I am sitting here trying to learn how to play guitar because I want to have something to live for again and I am completely incapable of thinking deeply and meaningfully. I don't know how to learn because I haven't tried to since turning 11. I'm frustrated. I'm upset that I used to have something in me that could interpret all of this information in a matter of minutes. I find that I'll have a thought and nothing really sticks, ever. Just comes for a second and blows away in the wind.

I want to not give up just yet, so heres my question; is it worth trying ADHD meds out for my focus? I don't know how my brain will react to it, I don't know if I even want to try taking meds because I'm scared about having to be on something for the rest of my life and further altering my perception of the world. I just want to have something to live for and I've decided I might stick to this guitar shit. I used to play tons of instruments and I was amazing at them, and now i barely have the motor functioning to just fucking hold my piece of shit guitar. This is depressing, sorry.
 
Angst Filled Fuck Up

Angst Filled Fuck Up

Visionary
Sep 9, 2018
2,673
You sound a lot like me - fractured thinking, everything's fuzzy, mind is totally blurry. Problems with concentration and short term memory.
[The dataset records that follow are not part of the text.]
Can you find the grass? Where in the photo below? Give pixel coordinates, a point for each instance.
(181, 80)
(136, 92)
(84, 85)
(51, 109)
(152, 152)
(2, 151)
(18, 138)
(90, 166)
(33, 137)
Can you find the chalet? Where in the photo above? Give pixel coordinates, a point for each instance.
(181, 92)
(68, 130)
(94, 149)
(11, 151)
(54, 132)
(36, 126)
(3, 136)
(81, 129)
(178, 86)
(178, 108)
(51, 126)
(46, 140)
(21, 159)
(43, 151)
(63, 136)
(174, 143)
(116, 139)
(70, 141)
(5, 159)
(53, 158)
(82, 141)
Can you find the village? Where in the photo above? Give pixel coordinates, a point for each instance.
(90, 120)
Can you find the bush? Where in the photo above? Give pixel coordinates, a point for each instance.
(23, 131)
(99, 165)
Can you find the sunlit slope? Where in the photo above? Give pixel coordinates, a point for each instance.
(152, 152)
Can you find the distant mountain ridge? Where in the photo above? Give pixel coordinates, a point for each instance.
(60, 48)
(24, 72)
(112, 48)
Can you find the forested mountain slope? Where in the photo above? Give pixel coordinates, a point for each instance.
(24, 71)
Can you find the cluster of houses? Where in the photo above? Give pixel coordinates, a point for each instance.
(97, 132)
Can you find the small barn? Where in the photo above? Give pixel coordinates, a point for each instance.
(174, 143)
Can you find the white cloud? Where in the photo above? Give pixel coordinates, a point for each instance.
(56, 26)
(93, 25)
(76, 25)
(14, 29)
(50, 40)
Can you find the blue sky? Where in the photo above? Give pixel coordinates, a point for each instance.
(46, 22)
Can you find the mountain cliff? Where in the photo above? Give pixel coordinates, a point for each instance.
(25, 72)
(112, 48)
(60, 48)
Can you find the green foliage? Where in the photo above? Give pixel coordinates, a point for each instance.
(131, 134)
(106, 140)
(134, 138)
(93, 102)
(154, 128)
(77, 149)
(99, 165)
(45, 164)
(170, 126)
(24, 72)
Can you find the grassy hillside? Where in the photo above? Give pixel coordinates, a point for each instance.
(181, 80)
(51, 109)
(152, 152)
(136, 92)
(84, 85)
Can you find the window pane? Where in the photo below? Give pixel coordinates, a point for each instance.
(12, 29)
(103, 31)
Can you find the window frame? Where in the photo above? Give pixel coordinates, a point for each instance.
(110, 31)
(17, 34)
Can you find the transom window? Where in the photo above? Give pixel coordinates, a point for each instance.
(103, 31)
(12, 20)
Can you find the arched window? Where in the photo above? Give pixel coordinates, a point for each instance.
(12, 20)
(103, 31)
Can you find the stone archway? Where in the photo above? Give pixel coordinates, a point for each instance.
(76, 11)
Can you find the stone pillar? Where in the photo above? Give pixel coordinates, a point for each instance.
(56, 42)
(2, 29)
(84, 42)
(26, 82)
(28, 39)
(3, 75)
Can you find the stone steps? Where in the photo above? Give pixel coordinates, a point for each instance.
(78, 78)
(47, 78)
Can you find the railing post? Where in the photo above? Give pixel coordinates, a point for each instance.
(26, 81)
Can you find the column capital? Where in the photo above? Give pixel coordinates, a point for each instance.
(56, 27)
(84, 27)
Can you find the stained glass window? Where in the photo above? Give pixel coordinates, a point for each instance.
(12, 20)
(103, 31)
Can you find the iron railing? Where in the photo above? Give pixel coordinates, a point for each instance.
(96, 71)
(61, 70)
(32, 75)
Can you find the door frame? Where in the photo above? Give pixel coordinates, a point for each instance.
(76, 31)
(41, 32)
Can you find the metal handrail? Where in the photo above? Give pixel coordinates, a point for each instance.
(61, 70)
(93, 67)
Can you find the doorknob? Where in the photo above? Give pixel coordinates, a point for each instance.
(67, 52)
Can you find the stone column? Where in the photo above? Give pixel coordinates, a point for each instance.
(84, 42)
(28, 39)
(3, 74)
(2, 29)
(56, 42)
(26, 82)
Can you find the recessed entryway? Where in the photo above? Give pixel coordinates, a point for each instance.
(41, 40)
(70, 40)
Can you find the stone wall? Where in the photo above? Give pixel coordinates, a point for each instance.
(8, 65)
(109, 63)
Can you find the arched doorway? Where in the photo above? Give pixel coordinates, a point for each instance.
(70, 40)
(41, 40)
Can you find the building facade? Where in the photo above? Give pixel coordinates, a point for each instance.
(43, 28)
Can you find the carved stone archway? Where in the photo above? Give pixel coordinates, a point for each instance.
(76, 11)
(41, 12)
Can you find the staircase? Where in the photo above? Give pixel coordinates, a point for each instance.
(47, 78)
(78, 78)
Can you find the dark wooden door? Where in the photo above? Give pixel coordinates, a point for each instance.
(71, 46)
Feeling totally out of it and dizzy/drunk. This is certainly a kind of death in and of itself.

Having researched all my symptoms and coming up basically empty, I did run into some people suggesting ADD/ADHD meds. It sounds like it may well be worth a shot. I haven't tried them myself, but I'd be really curious to know if you see any improvement.

I think it's always worth pursuing a potential route, if it opens up. I would definitely encourage you to try - and report back if you do.